Log in to the TCR console and confirm that the image has been successfully uploaded in the corresponding image repository. You can see the image tagged v1.0.

Step 5: Creates a project

Projects are the primary resources for edge inference, used to organize and manage multiple inference services. A project can contain multiple inference services, and you can bind Tags to projects for access control.
1. On the Edge Inference page of the EdgeOne console, click Create a project.

Creates a project.


2. Fill in the project information:
Project Name: Enter the project name (such as llm-inference-project)
Bind Plan: Select the Enterprise Edition plan you have subscribed to.

Fill in the project information.


3. After the project is created, click the project name to go to the project details page, where you can now create an inference service.

Step 6: Create an inference service

Services are the core units of edge inference.

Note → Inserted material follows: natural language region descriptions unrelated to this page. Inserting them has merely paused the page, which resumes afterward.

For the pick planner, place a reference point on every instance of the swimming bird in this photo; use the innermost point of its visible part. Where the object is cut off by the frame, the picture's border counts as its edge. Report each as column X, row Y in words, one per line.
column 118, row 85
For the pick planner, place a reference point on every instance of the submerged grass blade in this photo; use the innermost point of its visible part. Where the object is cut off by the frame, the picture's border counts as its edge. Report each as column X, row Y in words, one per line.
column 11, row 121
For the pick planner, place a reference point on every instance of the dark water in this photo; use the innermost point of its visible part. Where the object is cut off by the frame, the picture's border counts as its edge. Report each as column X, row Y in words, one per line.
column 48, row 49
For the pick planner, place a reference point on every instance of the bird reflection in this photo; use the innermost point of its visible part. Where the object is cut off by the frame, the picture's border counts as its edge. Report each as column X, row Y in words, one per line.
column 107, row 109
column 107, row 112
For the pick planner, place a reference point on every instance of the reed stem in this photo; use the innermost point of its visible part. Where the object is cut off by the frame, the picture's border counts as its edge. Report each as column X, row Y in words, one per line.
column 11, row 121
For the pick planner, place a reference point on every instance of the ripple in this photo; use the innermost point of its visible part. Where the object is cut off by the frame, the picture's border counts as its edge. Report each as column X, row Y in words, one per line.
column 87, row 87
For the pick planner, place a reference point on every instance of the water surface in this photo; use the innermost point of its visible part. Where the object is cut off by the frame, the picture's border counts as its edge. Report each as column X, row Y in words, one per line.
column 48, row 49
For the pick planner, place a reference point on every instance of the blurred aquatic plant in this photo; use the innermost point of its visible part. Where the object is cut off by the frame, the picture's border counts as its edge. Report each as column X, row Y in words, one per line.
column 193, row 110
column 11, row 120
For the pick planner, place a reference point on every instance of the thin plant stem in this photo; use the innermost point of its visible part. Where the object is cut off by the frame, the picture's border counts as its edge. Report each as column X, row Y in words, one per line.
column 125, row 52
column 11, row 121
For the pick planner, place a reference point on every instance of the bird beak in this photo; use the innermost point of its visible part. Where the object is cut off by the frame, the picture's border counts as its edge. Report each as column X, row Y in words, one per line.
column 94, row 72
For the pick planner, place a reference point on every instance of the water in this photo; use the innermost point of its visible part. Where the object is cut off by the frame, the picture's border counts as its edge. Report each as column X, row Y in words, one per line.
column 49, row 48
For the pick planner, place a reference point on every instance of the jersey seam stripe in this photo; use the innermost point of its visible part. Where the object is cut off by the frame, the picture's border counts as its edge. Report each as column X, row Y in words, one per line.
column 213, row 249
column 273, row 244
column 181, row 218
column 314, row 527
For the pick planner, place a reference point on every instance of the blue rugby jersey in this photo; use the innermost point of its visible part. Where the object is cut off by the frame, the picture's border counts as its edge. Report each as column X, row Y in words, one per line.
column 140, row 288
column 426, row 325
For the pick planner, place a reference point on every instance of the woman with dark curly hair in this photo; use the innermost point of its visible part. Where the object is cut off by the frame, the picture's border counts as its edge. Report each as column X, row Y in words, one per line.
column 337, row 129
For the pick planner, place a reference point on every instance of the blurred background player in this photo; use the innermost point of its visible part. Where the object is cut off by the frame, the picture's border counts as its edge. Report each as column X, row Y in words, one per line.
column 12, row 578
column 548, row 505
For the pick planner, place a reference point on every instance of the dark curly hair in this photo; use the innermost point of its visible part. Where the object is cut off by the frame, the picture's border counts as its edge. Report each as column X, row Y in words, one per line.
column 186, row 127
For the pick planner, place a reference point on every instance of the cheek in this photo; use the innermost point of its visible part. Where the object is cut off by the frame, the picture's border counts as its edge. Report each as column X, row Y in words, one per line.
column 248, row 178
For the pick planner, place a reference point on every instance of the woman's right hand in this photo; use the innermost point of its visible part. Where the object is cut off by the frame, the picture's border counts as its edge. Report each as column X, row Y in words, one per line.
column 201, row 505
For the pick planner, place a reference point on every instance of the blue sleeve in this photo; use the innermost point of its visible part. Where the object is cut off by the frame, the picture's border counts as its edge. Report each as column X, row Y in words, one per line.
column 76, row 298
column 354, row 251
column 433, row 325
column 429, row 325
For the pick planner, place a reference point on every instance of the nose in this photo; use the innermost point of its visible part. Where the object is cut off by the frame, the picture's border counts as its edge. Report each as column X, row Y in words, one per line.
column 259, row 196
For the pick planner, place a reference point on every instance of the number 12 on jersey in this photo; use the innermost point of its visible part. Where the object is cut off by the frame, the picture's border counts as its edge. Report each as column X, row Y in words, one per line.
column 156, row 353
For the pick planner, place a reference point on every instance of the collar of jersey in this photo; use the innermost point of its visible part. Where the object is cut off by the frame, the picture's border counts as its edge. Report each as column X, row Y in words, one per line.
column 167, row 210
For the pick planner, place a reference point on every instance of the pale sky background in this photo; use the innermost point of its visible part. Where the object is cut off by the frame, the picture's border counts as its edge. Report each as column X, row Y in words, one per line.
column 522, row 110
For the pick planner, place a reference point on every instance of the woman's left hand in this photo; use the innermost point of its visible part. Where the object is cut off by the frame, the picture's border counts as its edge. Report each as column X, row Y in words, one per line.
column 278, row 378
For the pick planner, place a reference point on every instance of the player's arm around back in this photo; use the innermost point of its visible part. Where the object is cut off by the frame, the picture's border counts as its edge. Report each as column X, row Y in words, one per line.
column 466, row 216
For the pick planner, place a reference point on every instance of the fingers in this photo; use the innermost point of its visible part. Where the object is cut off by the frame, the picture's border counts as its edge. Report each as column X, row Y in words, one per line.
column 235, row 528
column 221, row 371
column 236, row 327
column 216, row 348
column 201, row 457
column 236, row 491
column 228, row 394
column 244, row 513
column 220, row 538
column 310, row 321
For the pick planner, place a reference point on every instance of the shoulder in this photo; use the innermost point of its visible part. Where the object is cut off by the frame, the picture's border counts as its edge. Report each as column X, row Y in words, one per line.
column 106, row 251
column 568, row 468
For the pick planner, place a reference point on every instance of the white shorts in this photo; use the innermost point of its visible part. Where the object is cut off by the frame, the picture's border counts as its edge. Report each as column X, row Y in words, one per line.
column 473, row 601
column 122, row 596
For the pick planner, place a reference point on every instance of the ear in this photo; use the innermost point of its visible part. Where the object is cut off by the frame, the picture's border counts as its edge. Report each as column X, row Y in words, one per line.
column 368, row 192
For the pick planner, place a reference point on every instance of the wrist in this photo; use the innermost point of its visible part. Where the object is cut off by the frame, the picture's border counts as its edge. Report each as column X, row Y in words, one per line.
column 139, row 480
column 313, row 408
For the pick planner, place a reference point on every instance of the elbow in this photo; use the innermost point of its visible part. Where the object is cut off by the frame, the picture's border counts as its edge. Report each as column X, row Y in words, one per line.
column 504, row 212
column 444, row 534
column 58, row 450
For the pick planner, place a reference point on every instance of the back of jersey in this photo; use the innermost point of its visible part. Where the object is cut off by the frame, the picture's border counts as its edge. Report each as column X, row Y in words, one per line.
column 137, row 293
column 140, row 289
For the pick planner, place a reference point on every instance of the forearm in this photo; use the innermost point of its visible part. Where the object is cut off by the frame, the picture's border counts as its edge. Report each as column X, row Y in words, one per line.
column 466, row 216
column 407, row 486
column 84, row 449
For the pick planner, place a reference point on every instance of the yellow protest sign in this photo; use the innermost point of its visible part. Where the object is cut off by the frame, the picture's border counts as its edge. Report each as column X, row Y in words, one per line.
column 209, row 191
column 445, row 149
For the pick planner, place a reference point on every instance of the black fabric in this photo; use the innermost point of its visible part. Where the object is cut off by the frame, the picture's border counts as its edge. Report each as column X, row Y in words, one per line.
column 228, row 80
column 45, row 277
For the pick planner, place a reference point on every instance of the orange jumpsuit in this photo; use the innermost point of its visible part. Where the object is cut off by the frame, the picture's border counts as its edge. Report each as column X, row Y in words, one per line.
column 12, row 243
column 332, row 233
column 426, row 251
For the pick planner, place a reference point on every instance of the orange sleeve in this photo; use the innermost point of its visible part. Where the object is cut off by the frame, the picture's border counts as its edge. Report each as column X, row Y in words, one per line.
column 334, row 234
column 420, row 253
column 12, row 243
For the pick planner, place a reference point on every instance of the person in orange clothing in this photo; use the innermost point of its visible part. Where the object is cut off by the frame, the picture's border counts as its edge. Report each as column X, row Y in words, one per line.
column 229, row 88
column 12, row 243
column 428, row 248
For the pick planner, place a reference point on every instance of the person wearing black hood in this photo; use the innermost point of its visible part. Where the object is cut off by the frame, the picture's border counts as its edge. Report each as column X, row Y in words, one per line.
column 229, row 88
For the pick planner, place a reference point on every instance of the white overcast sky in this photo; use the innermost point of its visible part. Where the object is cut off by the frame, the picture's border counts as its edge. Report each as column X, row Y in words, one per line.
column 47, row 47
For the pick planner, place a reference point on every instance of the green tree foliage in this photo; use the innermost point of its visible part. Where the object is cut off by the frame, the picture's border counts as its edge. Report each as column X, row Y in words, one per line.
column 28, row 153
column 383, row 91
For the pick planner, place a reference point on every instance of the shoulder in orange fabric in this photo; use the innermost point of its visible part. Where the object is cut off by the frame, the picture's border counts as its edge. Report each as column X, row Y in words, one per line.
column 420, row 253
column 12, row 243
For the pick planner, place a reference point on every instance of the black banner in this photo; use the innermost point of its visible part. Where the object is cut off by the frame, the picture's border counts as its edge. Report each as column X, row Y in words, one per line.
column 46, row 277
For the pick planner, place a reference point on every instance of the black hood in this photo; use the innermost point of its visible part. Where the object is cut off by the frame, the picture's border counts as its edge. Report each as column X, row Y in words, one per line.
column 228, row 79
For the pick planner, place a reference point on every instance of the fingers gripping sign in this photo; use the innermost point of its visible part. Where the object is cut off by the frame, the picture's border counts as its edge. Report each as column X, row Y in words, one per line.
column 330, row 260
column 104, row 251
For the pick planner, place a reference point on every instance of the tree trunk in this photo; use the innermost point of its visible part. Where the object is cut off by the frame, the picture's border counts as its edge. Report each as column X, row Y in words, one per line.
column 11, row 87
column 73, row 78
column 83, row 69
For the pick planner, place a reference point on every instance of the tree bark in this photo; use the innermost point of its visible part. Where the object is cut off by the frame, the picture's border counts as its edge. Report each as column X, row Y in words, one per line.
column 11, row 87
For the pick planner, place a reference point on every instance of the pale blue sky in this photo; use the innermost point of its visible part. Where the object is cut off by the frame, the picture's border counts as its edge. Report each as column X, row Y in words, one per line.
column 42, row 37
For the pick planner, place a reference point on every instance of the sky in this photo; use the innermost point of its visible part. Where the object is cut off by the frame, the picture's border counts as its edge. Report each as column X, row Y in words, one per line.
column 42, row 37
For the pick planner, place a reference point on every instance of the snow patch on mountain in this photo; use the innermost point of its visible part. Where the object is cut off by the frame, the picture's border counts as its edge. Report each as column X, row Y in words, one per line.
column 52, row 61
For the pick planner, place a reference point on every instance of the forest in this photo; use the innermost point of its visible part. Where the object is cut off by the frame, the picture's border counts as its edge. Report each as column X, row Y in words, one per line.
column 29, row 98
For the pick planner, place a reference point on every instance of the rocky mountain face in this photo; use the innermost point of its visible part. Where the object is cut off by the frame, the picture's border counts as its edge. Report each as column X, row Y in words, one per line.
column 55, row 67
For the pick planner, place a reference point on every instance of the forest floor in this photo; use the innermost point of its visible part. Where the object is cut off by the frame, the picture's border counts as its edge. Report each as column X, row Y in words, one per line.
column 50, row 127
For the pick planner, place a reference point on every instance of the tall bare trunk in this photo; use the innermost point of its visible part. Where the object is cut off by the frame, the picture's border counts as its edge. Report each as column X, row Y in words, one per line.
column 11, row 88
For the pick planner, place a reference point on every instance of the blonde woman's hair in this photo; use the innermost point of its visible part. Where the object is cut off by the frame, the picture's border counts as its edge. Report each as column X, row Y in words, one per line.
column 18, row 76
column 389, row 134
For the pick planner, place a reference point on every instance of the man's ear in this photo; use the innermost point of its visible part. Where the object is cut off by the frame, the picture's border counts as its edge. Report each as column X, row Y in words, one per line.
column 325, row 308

Creating a service means deploying the image you uploaded to edge nodes in container form. The platform will provide you with a publicly accessible service address.
In the created project, click Create Service.

Creating a Service



6.1 Basic Settings

Configuration Item
Description
Example Value
Service Name
It serves as the unique identifier of the service and cannot be modified after creation.
llama3-3b-service
Description
The purpose of the service, up to 60 characters.
Llama-3.2-3B Inference Service

6.2 Image Settings

Configuration Item
Description
Example Value
Image
Select the image that has been uploaded to TCR under your account.
ccr.ccs.tencentyun.com/edge-inference/llama3-3b-vllm:v1.0
Startup Command
The command executed when the container starts. If not specified, the ENTRYPOINT/CMD in the image will be used.
Leave blank (use the CMD defined in the Dockerfile)
Listening Port
The port on which your inference service's HTTP Server listens.
8000
Environment Variable
Runtime Environment Variable Configuration
Variable name: HF_HOME, Variable value: /data/models
Request Path
The API path for the client to call the inference service.
/v1/chat/completions
About Startup Command:
In this example, the Dockerfile has already set the startup parameters via CMD, so this field can be left blank. If you need to override the default parameters, you can enter the complete startup command, for example:
python3 -m vllm.entrypoints.openai.api_server --host 0.0.0.0 --port 8000 --model /data/models/LLM-Research/Llama-3.2-3B-Instruct --trust-remote-code --dtype half --max-model-len 8192

6.3 Resource Settings

Configuration Item
Description
Select Resources
Currently, two GPU resource specifications are provided: Entry-level and Basic. The selected specification cannot be changed after selection.
Note:
The selected instance specifications (especially GPU memory) must meet the requirements for model operation. Llama-3.2-3B requires approximately 6GB of memory for FP16 inference. Please select specifications with ≥8GB of memory; otherwise, it may cause out-of-memory (OOM) errors and deployment failure.

6.4 Advanced Settings

Configuration Item
Description
Recommended Configuration
Auto Scaling
Auto: Automatically scales based on request volume.
Manual: Fixed number of instances, running persistently with continuous billing.
It is recommended to select Auto to save costs.
Concurrency
Maximum concurrent requests per instance
For LLM inference, it is recommended to set it to 1-5, depending on the model size and video memory.

6.5 Complete the creation

After completing the above configurations, click Create. The system will begin deploying the service. Please wait patiently until the service status changes from "Deploying" to "Running", indicating that the service is ready.
Note:
The initial deployment requires pulling the image to edge nodes. Due to the large image size, deployment may take 5-15 minutes. Deployment logs can be viewed on the service details page.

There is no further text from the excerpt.